4 ways machine learning is fixing to finetune clinical nutrition
Clinical nutritionists won’t be left out of the medical AI revolution, as researchers are exploring use cases for augmented diet optimization, food image recognition, risk prediction and diet pattern analysis.
The state of the science is described in a paper published this month in Current Surgery Reports.
Applications for AI and other digital technologies are “still young, [but] there is much promise for growth and disruption in the future,” write multidisciplinary specialists at UCLA Health, San José State University and the Mayo Clinic.
The authors represent expertise in gastroenterology, molecular and biochemical nutrition, anesthesiology and general internal medicine.
Surveying recent research and literature reviews, lead author Berkeley Limketkai, MD, PhD, of UCLA Health and colleagues home in on the four aforementioned use cases. Here are snapshots of their reports on each.
1. Diet optimization. A machine learning model for predicting blood sugar levels after people eat a meal was significantly better at the task than conventional carbohydrate counting, the authors report. The algorithm’s creators used the tool to compose “good” (low glycemic) and “bad” (high glycemic) diets for 26 participants.
“For the prediction arm, 83% of participants had significantly higher post-prandial glycemic response when consuming the ‘bad’ diet than the ‘good’ diet,” Limketkai and colleagues note. … “This technology has since been commercialized with the Day Two mobile application on the front.”
2. Food image recognition. A primary challenge in alerting dieters to likely nutritional values and risks going by photos snapped on smartphones is the sheer limitlessness of possible foods, the authors point out. An early neural-network model developed at UCLA by Limketkai and colleagues achieved impressive performance in training and validating 131 predefined food categories from more than 222,000 curated food images.
“However, in a prospective analysis of real-world food items consumed in the general population, the accuracy plummeted to 0.26 and 0.49, respectfully,” write the authors of the present paper. “Future refinement of AI for food image recognition would, therefore, benefit on training models with a significantly broader diversity of food items that may have to be adapted to specific cultures.”
3. Risk prediction. Machine learning algorithms beat out conventional techniques at predicting 10-year mortality related to cardiovascular disease in a densely layered analysis of the National Health and Nutrition Examination Survey (NHANES) and the National Death Index.
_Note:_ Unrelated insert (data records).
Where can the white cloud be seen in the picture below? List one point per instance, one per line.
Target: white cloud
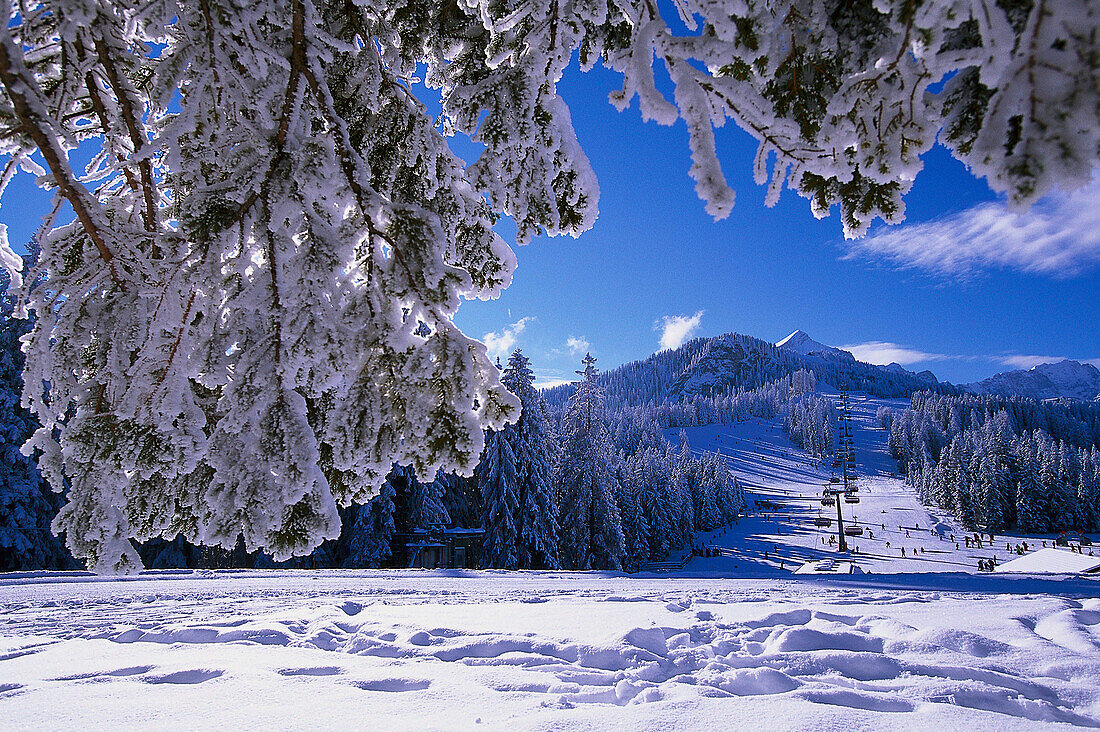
(578, 346)
(1058, 237)
(883, 352)
(1026, 361)
(501, 345)
(677, 328)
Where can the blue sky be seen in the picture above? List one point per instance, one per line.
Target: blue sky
(964, 288)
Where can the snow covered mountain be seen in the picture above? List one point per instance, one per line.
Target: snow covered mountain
(801, 342)
(1062, 380)
(724, 364)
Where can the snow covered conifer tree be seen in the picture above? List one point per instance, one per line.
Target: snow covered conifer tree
(532, 446)
(373, 531)
(498, 481)
(249, 317)
(28, 504)
(590, 534)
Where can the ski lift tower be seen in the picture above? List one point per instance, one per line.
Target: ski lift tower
(844, 460)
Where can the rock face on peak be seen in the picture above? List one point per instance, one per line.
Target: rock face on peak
(801, 342)
(1062, 380)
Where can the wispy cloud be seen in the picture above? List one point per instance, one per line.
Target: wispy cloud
(578, 345)
(1026, 361)
(677, 328)
(883, 352)
(502, 343)
(1058, 237)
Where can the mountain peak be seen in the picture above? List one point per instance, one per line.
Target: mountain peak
(1063, 379)
(801, 342)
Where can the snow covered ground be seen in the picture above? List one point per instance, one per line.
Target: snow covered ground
(451, 649)
(892, 519)
(922, 642)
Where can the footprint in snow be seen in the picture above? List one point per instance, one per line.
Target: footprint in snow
(193, 676)
(393, 685)
(314, 670)
(118, 673)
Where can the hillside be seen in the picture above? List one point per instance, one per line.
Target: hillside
(724, 364)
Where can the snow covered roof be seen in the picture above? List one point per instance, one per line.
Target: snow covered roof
(828, 567)
(1054, 561)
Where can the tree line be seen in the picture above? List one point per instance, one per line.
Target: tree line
(1001, 462)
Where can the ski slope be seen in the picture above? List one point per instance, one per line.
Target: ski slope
(922, 642)
(772, 469)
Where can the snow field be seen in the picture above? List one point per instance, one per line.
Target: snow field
(405, 649)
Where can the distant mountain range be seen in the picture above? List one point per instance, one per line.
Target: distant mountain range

A conventional model based on proportional hazards, which included age, sex, Black race, Hispanic ethnicity, total cholesterol, high-density lipoprotein cholesterol, systolic blood pressure, antihypertensive medication, diabetes, and tobacco use “appeared to significantly overestimate risk,” Limketkai and co-authors comment. “The addition of dietary indices did not change model performance, while the addition of 24-hour diet recall worsened performance. By contrast, the machine learning algorithms had superior performance than all [conventional] models.”
4. Diet pattern analysis. Here Limketkai et al. look at a prospective study of more than 7,500 pregnant women who self-reported dietary intake approximately three months prior to giving birth. Comparing logistic regression with machine learning for predicting adverse pregnancy outcomes, researchers found logistic regression failed to find an association between undesirable outcomes and suboptimal consumption of fruits and vegetables.
Meanwhile the machine learning model “found that the highest fruit or vegetable consumers had lower risk of preterm birth, small-for-gestational-age birth and pre-eclampsia,” which is a pregnancy complication marked by elevated blood pressure and, in cases, organ damage.
Wrapping their discussion, Limketkai and co-authors reiterate that the widening acceptance and use of digital devices as well as AI have:
opened exciting avenues for personalized nutrition and optimization of nutrition care. Mobile applications and wearable technologies have since facilitated longitudinal, real-time and multi-type data collection, while advances in computing power and refinements in machine learning algorithms have permitted high-dimensional analyses of large datasets to generate meaningful observations.
… As the application of cutting-edge digital technologies lags in nutrition relative to the medical or other consumer-oriented industries, disruptive technologies in nutrition are still forthcoming but near. As such, continued research and development in these areas will indubitably produce technological innovations for nutrition that would have once been relegated to science fiction just a few years ago.”